Portrait de Pythagore, par Thévet (1504-1592)
Les Vers dorés
Traduction par Pierre-Charles Levesque.
Poètes Moralistes de la Grèce, Garnier Frères, 1892
[Morceaux choisis]
I
Révère les dieux immortels. C’est ton premier devoir.
Honore-les comme il est ordonné par la loi.
II
Respecte le serment. Vénère aussi les héros, dignes de tant d’admiration,
et les demeures terrestres ; rends-leur le culte qui leur est dû.
III
Respecte ton père et ta mère, et tes proches parents.
IV
Choisis pour ton ami l’homme que tu connais le plus vertueux.
Ne résiste point à la douceur de ses conseils, et suis ses utiles exemples.
V
Crains de te brouiller avec ton ami pour une faute légère.
VI
Si tu peux faire le bien, tu le dois : la puissance est ici voisine de la nécessité.
Tels sont les préceptes que tu dois suivre.
VII
Prends l’habitude de commander à la gourmandise, au sommeil, à la luxure, à la colère.
VIII
Ne fais rien de honteux en présence des autres ni dans le secret.
Que ta première loi soit de te respecter toi-même.
IX
Que l’équité préside à toutes tes actions, qu’elle accompagne toutes tes paroles.
X
Que la raison te conduise jusque dans les moindres choses.
XVI
Consulte-toi bien avant d’agir ; crains, par trop de précipitation, d’avoir à rougir de ta folie. Dire et faire des sottises est le partage d’un sot.
XVII
Ne commence rien dont tu puisses te repentir dans la suite.
Garde-toi d’entreprendre ce que tu ne sais pas faire,
et commence par t’instruire de ce que tu dois savoir.
C’est ainsi que tu mèneras une vie délicieuse.
XVIII
Ne néglige pas ta santé : donne à ton corps, mais avec modération, le boire, le manger, l’exercice. La mesure que je te prescris est celle que tu ne saurais passer sans te nuire.
XIX
Que ta table soit saine, que le luxe en soit banni.
XX
Évite de rien faire qui puisse t’attirer l’envie.
XXI
Ne cherche point à briller par des dépenses déplacées, comme si tu ignorais ce qui est convenable et beau. Ne te pique pas non plus d’une épargne excessive.

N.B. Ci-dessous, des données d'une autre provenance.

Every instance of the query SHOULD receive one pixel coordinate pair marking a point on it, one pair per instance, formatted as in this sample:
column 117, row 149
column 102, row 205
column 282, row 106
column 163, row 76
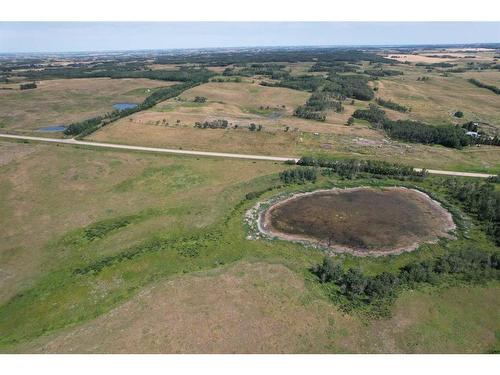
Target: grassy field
column 171, row 123
column 62, row 101
column 435, row 101
column 257, row 307
column 130, row 252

Rien n’est préférable à la juste mesure qu’il faut observer en toutes choses.
XXII
N’entame point un projet qui doive tourner contre toi-même :
réfléchis avant d’entreprendre.
XXIII
N’abandonne pas tes yeux aux douceurs du sommeil avant d’avoir examiné par trois fois les actions de ta journée. Quelle faute ai-je commise ? Qu’ai-je fait ? À quel devoir ai-je manqué ? Commence par la première de tes actions, et parcours ainsi toutes les autres.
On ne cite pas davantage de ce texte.